Symbian OS SDKs include a number of tools and utilities; Series 60 SDKs provide even more tools. EMCC Software Ltd has also placed additional tools and utilities into the public domain. These extra tools are listed here because they are used frequently, are particularly helpful, are important or are not very well documented elsewhere. References on how to obtain the additional tools are also provided.
Bitmaps provide the pixel patterns used by pictures, icons and masks, sprites and brush styles for filling areas of the display. To optimize bitmap performance, Symbian OS uses files containing multiple bitmaps in its own highly compressed format. A tool is provided ( bmconv.exe ) with the Series 60 SDK that takes one or more Windows bitmap ( .bmp ) files as input and generates a single Symbian OS multi-bitmap file (. mbm ), optimized for efficient runtime loading.
To see the bmconv syntax and options simply type bmconv at a command prompt.
The bmconv tool also generates a header file ( .mbg ) with symbolic definitions (identifiers) for each bitmap in the file. This generated header file is placed in the \epoc32\include folder of the SDK. It is intended for inclusion ( #include ) in your C++ code to allow you to reference any of the individual bitmaps as required.
Two types of .mbm files are possible, file store bitmap files that are loaded into RAM and ROM image bitmap files that do not use any RAM when being accessed ”only system developers normally create ROM-based .mbm files.
During the conversion process it is possible to specify the number of bits per pixel for the converted bitmaps and whether they should be color or grayscale. The program can also split Symbian OS multi-bitmap ( .mbm ) files back into component bitmap files in Windows bitmap ( .bmp ) format.
You do not always have to use the bmconv tool directly to produce bitmap files that are dedicated to a particular application. Building the required bitmaps can be performed as part of the standard abld project building process. A list of .bmp files can be specified in the project definition ( .mmp ) file. The next section shows an example of the START BITMAP statement in the project definition ( .mmp ) file syntax. See the Series 60 SDK documentation for further details of the START BITMAP syntax.

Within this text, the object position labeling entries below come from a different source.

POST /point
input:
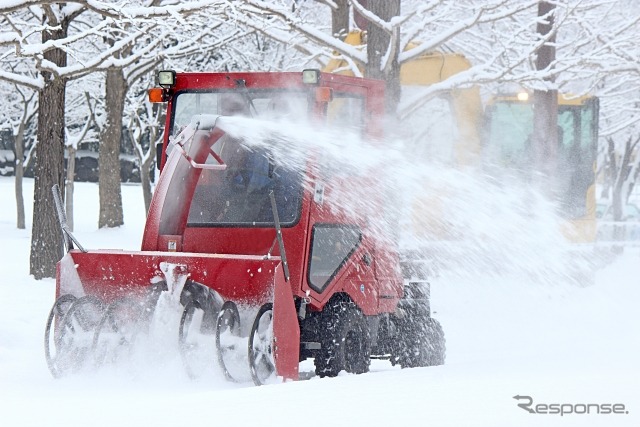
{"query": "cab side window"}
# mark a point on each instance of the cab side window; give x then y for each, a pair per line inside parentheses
(331, 247)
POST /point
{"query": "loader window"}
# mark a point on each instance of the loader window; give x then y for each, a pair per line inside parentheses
(331, 247)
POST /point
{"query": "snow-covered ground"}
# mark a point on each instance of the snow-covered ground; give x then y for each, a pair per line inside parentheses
(555, 342)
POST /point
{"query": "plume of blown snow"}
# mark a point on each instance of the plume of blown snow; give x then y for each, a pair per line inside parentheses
(456, 221)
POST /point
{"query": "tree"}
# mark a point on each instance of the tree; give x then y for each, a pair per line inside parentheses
(545, 101)
(55, 23)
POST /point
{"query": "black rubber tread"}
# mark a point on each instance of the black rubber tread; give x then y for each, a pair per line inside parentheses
(185, 321)
(229, 317)
(86, 322)
(258, 377)
(346, 342)
(421, 342)
(108, 318)
(57, 310)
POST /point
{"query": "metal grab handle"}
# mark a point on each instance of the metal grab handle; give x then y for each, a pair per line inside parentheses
(283, 256)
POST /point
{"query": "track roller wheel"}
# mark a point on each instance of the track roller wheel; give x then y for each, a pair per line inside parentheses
(52, 333)
(195, 338)
(116, 330)
(229, 342)
(261, 361)
(74, 338)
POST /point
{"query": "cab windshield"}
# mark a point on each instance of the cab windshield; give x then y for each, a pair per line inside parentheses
(239, 195)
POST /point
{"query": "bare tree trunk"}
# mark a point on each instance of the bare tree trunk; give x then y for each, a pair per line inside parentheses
(46, 242)
(19, 174)
(377, 47)
(69, 187)
(340, 19)
(109, 154)
(545, 112)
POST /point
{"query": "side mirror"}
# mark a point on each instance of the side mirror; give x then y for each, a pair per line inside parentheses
(159, 155)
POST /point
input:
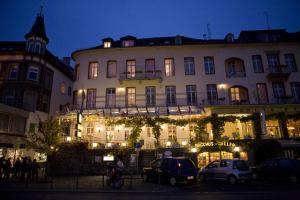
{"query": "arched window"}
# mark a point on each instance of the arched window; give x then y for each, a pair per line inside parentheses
(234, 68)
(238, 95)
(63, 88)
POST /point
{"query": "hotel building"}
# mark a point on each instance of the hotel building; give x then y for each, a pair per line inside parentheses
(34, 84)
(181, 77)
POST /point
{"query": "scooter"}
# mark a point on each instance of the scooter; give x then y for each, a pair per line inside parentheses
(114, 178)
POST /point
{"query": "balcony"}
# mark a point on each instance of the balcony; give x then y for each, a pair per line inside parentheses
(140, 75)
(280, 72)
(235, 74)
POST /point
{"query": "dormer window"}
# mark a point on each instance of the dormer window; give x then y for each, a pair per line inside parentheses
(128, 43)
(107, 44)
(33, 74)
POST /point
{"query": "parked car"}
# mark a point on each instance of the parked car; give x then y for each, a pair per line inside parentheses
(172, 170)
(278, 169)
(232, 171)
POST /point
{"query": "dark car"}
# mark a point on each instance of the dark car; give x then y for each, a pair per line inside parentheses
(233, 171)
(278, 169)
(171, 170)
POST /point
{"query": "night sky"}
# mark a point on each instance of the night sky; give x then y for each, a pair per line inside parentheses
(74, 24)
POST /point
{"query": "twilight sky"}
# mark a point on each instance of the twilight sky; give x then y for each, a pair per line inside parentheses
(73, 24)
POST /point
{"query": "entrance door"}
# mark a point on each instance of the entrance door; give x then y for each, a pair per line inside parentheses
(262, 93)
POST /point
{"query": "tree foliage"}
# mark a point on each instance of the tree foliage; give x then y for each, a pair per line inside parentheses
(46, 140)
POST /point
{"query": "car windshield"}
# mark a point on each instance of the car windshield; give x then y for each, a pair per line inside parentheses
(240, 165)
(185, 163)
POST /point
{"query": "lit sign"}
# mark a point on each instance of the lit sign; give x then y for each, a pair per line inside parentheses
(108, 158)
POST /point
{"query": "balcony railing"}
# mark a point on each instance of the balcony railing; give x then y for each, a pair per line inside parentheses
(235, 74)
(141, 75)
(278, 72)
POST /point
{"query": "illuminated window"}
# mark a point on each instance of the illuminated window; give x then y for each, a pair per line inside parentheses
(130, 96)
(111, 69)
(33, 74)
(13, 73)
(171, 95)
(91, 98)
(130, 68)
(172, 135)
(62, 88)
(169, 67)
(107, 44)
(90, 129)
(128, 43)
(93, 70)
(189, 66)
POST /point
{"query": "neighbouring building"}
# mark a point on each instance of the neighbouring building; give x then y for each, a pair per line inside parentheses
(34, 84)
(182, 78)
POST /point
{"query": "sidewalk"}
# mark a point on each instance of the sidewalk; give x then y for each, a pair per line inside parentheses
(85, 184)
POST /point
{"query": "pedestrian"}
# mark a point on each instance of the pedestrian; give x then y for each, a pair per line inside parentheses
(34, 170)
(7, 169)
(28, 168)
(1, 168)
(23, 169)
(17, 168)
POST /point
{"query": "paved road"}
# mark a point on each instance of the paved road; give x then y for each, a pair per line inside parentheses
(150, 196)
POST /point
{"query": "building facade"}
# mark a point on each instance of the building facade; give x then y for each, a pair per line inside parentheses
(34, 84)
(181, 77)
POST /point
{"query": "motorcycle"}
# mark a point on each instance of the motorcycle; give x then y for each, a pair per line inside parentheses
(114, 178)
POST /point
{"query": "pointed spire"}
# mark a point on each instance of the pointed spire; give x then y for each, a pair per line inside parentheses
(38, 28)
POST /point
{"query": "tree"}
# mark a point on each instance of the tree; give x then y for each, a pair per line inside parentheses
(46, 140)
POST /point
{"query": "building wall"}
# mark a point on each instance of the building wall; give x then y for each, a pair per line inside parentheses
(200, 79)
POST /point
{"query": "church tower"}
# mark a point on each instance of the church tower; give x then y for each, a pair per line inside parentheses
(36, 39)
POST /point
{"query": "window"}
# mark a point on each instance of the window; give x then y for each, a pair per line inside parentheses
(93, 70)
(30, 100)
(75, 94)
(130, 97)
(9, 97)
(209, 65)
(13, 73)
(33, 74)
(128, 43)
(171, 95)
(235, 94)
(212, 93)
(107, 44)
(69, 91)
(150, 67)
(111, 69)
(150, 96)
(262, 93)
(91, 98)
(130, 68)
(290, 62)
(191, 95)
(189, 66)
(257, 64)
(278, 89)
(295, 87)
(90, 129)
(169, 67)
(77, 71)
(111, 97)
(63, 88)
(273, 60)
(172, 135)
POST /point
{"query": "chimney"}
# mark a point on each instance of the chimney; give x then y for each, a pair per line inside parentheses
(66, 60)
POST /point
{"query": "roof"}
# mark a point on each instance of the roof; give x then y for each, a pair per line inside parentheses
(248, 36)
(38, 29)
(20, 47)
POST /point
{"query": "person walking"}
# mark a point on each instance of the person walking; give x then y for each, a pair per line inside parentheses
(34, 170)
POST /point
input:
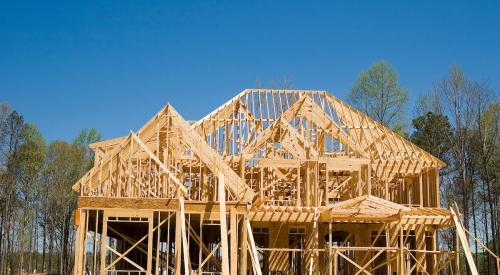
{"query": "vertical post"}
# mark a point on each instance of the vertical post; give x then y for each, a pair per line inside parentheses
(178, 243)
(243, 246)
(299, 202)
(185, 246)
(234, 241)
(401, 251)
(104, 241)
(438, 202)
(420, 246)
(457, 252)
(308, 185)
(369, 178)
(330, 267)
(80, 246)
(149, 263)
(223, 224)
(421, 191)
(335, 261)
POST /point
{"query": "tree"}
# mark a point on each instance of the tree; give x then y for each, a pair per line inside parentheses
(378, 94)
(432, 132)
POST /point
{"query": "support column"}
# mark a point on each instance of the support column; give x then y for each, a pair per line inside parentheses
(420, 244)
(104, 241)
(234, 241)
(223, 225)
(243, 247)
(178, 243)
(80, 247)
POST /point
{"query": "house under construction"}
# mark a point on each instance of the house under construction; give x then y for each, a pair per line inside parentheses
(271, 182)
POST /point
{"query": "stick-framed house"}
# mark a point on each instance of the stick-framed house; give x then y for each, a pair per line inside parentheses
(271, 182)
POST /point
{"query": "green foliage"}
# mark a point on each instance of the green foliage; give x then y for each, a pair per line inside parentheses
(378, 94)
(432, 132)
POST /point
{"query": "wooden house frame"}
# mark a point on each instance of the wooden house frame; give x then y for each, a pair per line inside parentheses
(271, 182)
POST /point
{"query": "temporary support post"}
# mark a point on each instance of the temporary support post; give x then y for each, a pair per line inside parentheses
(253, 250)
(223, 225)
(234, 241)
(464, 241)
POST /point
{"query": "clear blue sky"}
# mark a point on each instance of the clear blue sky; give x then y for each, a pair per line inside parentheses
(113, 64)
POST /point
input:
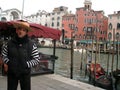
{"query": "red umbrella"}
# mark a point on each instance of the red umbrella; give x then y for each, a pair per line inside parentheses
(37, 30)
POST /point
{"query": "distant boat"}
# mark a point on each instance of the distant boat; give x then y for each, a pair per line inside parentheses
(82, 50)
(116, 75)
(97, 76)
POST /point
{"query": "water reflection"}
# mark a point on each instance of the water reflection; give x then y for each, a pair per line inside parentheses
(62, 65)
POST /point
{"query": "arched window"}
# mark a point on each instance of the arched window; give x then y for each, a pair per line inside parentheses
(109, 35)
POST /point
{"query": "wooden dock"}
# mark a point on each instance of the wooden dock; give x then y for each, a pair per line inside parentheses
(52, 82)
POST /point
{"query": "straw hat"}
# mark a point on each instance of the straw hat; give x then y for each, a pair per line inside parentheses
(22, 24)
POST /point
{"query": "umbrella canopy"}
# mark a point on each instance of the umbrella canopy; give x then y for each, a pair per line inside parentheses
(37, 30)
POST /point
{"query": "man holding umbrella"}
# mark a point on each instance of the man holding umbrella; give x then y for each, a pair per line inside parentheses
(20, 54)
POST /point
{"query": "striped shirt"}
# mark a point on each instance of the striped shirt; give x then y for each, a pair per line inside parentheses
(30, 63)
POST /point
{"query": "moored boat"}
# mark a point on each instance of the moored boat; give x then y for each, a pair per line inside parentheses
(98, 77)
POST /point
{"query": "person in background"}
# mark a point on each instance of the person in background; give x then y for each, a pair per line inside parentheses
(20, 54)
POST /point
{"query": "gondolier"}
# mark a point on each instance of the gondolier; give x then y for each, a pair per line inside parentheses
(20, 54)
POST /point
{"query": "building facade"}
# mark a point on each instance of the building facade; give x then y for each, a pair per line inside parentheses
(88, 24)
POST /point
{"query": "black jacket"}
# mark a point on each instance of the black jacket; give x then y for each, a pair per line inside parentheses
(20, 55)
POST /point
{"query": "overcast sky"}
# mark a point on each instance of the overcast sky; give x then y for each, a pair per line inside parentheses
(32, 6)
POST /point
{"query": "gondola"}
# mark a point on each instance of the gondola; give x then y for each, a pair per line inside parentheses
(98, 77)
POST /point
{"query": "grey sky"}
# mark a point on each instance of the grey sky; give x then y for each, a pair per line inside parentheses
(32, 6)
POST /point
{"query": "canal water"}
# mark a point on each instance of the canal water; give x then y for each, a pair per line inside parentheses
(63, 63)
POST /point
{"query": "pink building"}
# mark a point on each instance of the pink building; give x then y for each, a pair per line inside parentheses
(113, 26)
(86, 23)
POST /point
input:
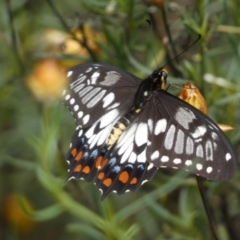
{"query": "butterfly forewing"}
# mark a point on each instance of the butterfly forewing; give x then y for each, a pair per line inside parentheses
(120, 143)
(96, 90)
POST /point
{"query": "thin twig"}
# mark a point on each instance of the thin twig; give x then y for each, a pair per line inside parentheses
(14, 37)
(68, 29)
(206, 207)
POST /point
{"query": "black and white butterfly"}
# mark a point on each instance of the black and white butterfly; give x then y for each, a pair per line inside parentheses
(127, 128)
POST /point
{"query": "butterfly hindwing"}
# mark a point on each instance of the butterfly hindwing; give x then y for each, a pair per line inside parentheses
(120, 141)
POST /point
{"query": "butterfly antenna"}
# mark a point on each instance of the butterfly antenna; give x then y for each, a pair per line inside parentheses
(199, 36)
(150, 24)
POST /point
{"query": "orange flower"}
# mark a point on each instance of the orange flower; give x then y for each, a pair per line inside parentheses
(48, 80)
(15, 216)
(190, 94)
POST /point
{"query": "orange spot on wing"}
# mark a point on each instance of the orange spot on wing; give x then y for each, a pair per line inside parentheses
(107, 182)
(86, 169)
(98, 162)
(101, 175)
(134, 181)
(74, 152)
(123, 177)
(104, 163)
(79, 156)
(78, 168)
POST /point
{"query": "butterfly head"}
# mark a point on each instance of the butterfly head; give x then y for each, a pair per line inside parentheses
(159, 77)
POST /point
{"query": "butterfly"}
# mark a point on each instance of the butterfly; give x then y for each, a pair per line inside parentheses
(127, 128)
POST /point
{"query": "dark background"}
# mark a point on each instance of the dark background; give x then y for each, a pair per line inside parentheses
(35, 132)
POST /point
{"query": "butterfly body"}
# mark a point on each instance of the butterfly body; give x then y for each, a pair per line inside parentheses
(128, 128)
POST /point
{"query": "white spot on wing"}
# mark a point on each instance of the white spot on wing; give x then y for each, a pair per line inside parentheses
(150, 125)
(142, 157)
(80, 114)
(155, 155)
(199, 166)
(199, 132)
(188, 162)
(150, 166)
(90, 95)
(141, 135)
(228, 156)
(132, 158)
(86, 119)
(177, 161)
(209, 169)
(75, 108)
(108, 100)
(160, 126)
(104, 135)
(67, 97)
(96, 99)
(126, 136)
(69, 73)
(189, 146)
(111, 78)
(94, 77)
(164, 159)
(115, 105)
(209, 151)
(79, 80)
(199, 151)
(179, 144)
(72, 101)
(127, 153)
(109, 118)
(85, 91)
(88, 70)
(184, 116)
(168, 142)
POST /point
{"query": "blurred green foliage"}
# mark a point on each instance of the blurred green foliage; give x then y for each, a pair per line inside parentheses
(35, 136)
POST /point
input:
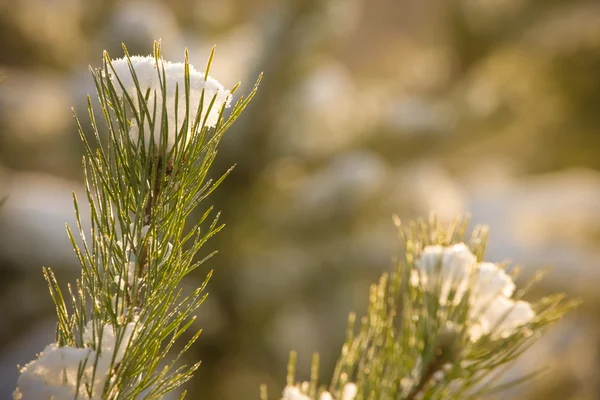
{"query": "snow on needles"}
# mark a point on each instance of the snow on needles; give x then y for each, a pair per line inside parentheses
(147, 75)
(54, 374)
(453, 270)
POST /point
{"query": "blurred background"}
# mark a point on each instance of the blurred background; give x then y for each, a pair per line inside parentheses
(367, 108)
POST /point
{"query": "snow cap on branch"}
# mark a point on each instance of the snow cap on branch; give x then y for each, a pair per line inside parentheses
(147, 75)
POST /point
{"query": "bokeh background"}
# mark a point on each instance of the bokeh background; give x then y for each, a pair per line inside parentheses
(368, 108)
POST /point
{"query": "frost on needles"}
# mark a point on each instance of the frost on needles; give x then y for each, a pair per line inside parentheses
(145, 172)
(445, 324)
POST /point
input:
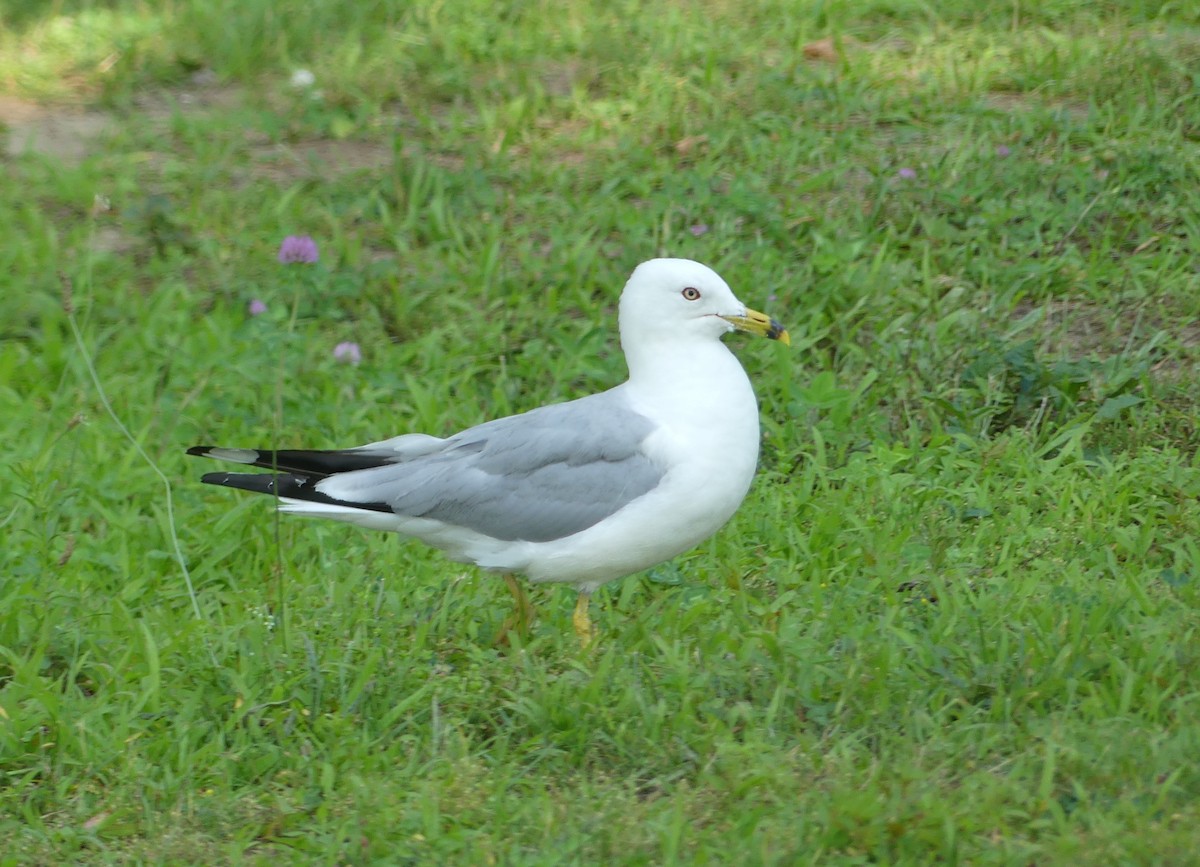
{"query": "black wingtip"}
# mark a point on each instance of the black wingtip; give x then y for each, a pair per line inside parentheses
(291, 485)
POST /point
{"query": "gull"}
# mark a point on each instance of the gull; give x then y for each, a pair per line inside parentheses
(580, 492)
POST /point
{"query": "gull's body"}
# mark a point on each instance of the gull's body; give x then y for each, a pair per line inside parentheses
(580, 492)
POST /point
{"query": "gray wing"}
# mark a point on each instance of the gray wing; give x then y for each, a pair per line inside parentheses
(534, 477)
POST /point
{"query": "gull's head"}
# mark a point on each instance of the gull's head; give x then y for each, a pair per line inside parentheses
(669, 299)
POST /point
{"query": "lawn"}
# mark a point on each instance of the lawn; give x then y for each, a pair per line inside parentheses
(955, 620)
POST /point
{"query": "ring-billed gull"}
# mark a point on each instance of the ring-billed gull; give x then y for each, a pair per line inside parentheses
(581, 492)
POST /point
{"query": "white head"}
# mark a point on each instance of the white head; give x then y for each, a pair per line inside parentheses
(679, 300)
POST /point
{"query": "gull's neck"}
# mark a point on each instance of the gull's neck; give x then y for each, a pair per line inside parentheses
(695, 380)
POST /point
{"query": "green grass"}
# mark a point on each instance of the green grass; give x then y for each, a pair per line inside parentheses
(957, 617)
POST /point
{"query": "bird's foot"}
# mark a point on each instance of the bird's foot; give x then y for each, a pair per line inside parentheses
(582, 622)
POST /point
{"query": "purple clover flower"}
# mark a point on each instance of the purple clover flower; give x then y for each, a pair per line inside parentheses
(298, 249)
(348, 352)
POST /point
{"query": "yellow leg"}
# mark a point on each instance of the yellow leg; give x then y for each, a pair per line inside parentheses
(522, 617)
(582, 621)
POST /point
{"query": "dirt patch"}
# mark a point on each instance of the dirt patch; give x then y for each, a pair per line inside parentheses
(1078, 328)
(67, 135)
(318, 159)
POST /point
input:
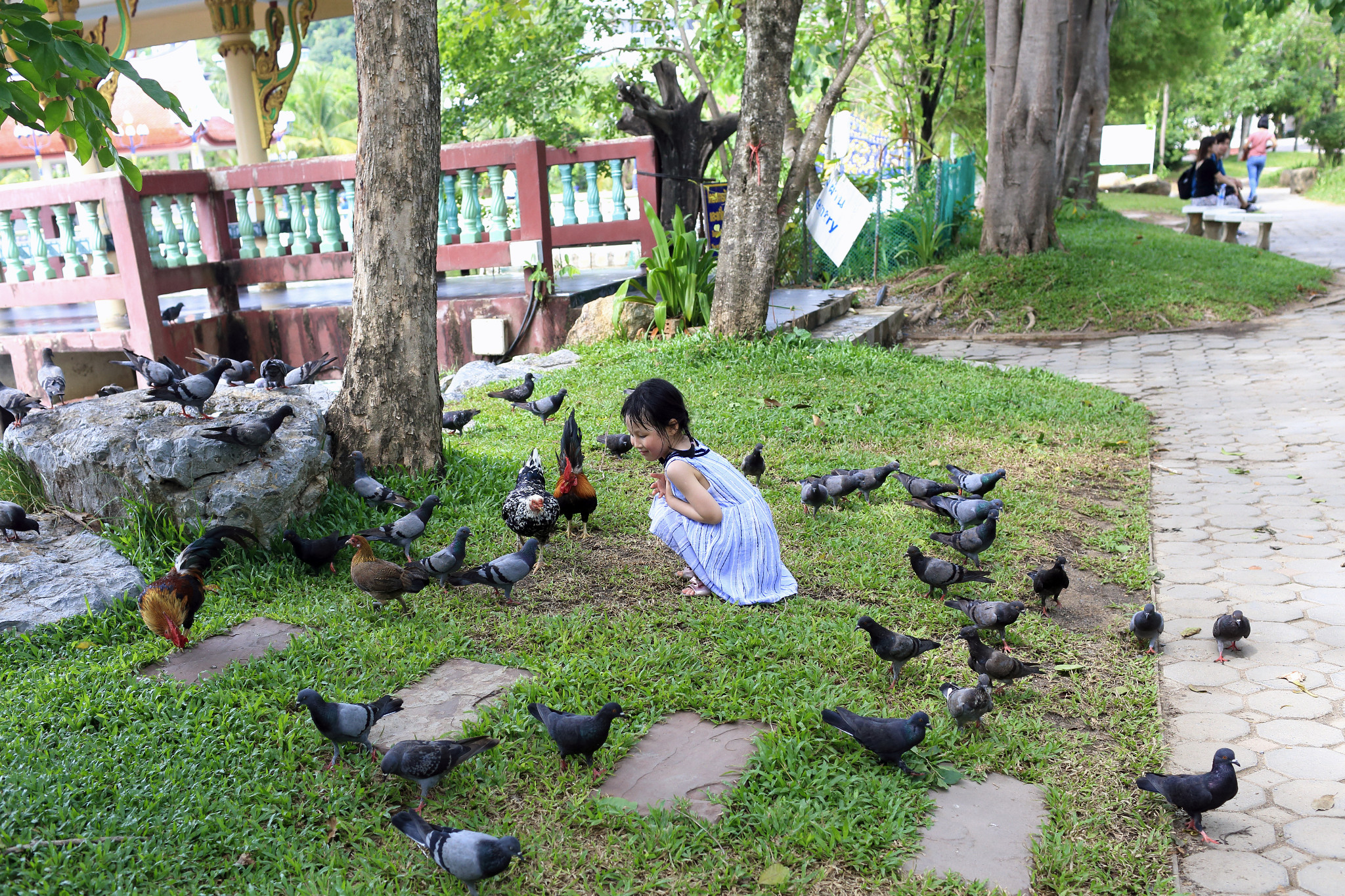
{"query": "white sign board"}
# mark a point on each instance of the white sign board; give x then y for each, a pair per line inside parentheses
(838, 217)
(1128, 146)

The hardware color capabilities of Series 60 devices may differ from product to product. Typically, the display is capable of producing a minimum of 4096 colors (12-bit) for Series 60 1.x, and up to 64K colors (16-bit) for Series 60 2.x. All of these color bits may be used to provide the best possible reproduction, for example, when displaying a full-color JPEG photograph.
It is common to specify the generation of a Symbian OS multi-bitmap ( .mbm ) file and set the target color modes in the application's .mmp file as illustrated below:
START BITMAP myapp.mbm HEADER TARGETPATH \system\apps\MyApp SOURCEPATH ..\Data SOURCE c8 MyPict.bmp // Color256 SOURCE c8 MyOtherPict.bmp // Color256 SOURCE 1 MyOtherPict_Mask.bmp // Black&White mask END
When the project is rebuilt completely, typically from the command prompt, bmconv will generate the .mbm file. It can be invoked directly from the command line if preferred.
It is possible to specify 12-bit color (4096 or Color4k ) or 16-bit color ( Color64k ), however, there is a palette with 256 color (8-bit) entries that is used for drawing user interface graphics, such as icons and window borders. Using this palette saves memory space while also ensuring a consistent look for the graphics from product to product.
For Series 60 SDKs the bmconv utility has been changed so that the caller can optionally specify a target palette file as parameter for use in the conversion. Bitmaps with a target color mode other than Color256 are not affected. Bitmaps with a target color mode of Color256 are converted using the Series 60 palette ”in other words, the 216 colors in the color cube, and 10 gray shades. The palette file used as a bmconv parameter can be found under the root level of your SDK at: \epoc32\include\ThirdPartyBitmap.pal .
The color indices in the palette are divided into the following sections:
Static colors ” This section contains 216 colors commonly known as web-safe colors, and an additional 10 grays, for a total of 226 indices. These colors are constant, so they stay the same regardless of the color scheme in use.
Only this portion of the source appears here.